Wednesday, July 25, 2018

Character Side Plots

Character Side Plots are a staple of RPGs, and other forms of RPGs. They can make some very cool moments that reveal a lot about the character, and they can provide a good break from whatever major plot you're running - without actually breaking tension. Oh, and as a general rule of thumb, your players definitely want them. Very few players don't want a side story for their character. Maybe they don't want to be center stage and in the limelight - because that is scary - but they want a story for their character that's more than just "that person who was with the group that did the thing."

With that in mind, let's talk about character side plots.

Hinting and Build Up
Some of the best side stories are the ones that are hinted at for a bit first. It's kind of like an appetizer. You get a hint that this character is more than what you've seen already. That there is more going on than what you may have assumed. Perhaps it's just knowledge you don't expect them to have. Perhaps it's a person from their past showing up.

The idea here is to take a queue from serial television. You don't just dump the whole thing in one go. You hint. Then you let it go for a while. Then it comes back. Eventually you answer the question and with that everyone gets to see more of what is going on, and perhaps a bit of closure and character development.

Remember The Other Players
You know what sucks? Sitting at the table for one, two, or more sessions twiddling your thumbs with nothing to do while the GM runs a plot with one other character - or a couple characters - on a side story. It's actually a great way to lose players, because you go a couple sessions with nothing to do and it gets into your head that you're just sitting around watching everyone else have fun at the table.

Don't let this happen when you are GMing. Yes, the side plot is for the specific character, but have things for the other players to do as well. And yes, I mean every session. Who the PC travels with- who they are now - should be important to the story about who they were. How do the other PCs help them out with this plot? How do they help them deal with the aftermath? The focus should land naturally on the target PC, but no one should be out of the circle.

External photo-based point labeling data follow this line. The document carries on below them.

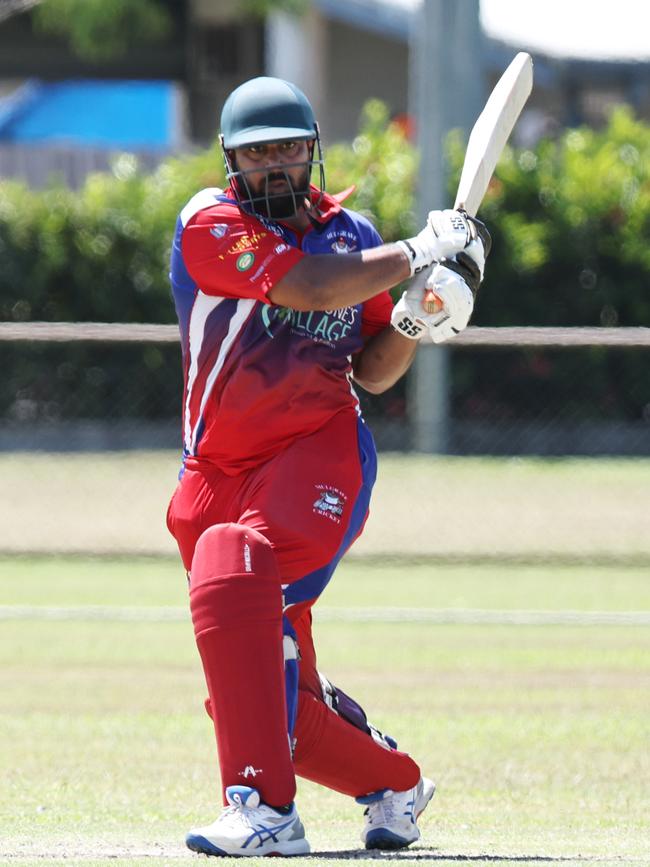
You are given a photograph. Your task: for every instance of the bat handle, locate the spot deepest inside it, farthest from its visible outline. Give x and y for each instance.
(431, 303)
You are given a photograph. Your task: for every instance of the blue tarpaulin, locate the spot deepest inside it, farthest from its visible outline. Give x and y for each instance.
(137, 115)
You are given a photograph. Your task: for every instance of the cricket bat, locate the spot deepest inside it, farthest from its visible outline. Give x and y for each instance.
(487, 139)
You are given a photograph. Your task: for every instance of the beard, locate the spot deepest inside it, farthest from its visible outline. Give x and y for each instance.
(281, 205)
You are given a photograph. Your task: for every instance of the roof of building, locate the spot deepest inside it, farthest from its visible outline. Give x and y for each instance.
(578, 29)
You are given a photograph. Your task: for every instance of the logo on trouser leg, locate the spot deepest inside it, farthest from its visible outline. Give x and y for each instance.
(330, 503)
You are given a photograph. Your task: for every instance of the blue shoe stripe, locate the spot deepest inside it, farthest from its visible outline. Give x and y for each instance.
(197, 843)
(271, 834)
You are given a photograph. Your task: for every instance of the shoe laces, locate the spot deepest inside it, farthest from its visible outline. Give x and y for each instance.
(381, 812)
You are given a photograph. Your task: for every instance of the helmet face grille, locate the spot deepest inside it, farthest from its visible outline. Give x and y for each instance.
(276, 205)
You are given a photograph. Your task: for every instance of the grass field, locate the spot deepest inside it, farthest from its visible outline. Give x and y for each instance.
(538, 736)
(443, 507)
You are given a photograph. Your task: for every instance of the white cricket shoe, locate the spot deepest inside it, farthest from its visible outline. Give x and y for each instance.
(248, 827)
(391, 817)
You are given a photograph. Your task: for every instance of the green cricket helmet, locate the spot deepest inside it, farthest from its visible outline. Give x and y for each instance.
(267, 110)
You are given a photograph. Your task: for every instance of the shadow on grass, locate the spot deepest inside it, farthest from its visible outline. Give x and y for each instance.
(429, 855)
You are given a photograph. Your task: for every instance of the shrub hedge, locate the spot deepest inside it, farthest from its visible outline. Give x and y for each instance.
(570, 221)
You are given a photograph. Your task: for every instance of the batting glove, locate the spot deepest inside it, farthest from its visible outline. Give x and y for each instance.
(445, 234)
(409, 317)
(455, 294)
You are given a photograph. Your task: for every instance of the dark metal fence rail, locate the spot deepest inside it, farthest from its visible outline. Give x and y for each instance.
(122, 332)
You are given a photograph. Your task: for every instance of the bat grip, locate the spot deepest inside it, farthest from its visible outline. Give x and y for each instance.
(431, 303)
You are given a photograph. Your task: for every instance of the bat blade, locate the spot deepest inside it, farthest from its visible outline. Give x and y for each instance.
(487, 140)
(491, 132)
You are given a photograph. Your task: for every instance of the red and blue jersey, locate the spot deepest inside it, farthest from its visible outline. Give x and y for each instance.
(259, 376)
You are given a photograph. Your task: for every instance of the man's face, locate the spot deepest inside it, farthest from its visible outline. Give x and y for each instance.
(277, 175)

Take Care With Backstories
Players - some players - will seed their backstory with hundreds of hooks for potential stories. Others will leave their back story very simple and plain. Either way, be careful before playing with the backstory. Unless you have worked out with the players what is sacrosanct and what you can mess around with, don't go smashing houses without talking to the player in question. You don't have to give any spoilers or anything - though you can if you want to have the players help going into things - but a simple heads up of "Hey, I want to bring something up from your past, is that ok?" can go a long ways.

Don't Kill Family
Honestly, if you can avoid it, don't kill a PCs' parents/family/hometown if you can avoid it. It's basically a trope at this point. Killing the family/friends/town in the backstory is done to get emotional investment, but it's honestly kind of a cheap move. If you can't get around it, go for it, but try to make it special. If you're thinking about doing it, try to find a different way. Everyone will thank you for it.

You Can Work With The Player
One of my favorite ways to do a reveal of a character, or a side-story thing, is to work with the player for how things may turn out. The idea is you partner with the player to make an experience for the other characters. The other PCs are part of who the target PC is now, and so you can use that. You and the player flesh out what can happen, and work to bring about certain things. The other PCs then get to decide how it plays out with their own choices.

I love this because it does all you want out of a PC side story, but you also keep the other players in mind and put it on kind of as theater for them. It's worth trying.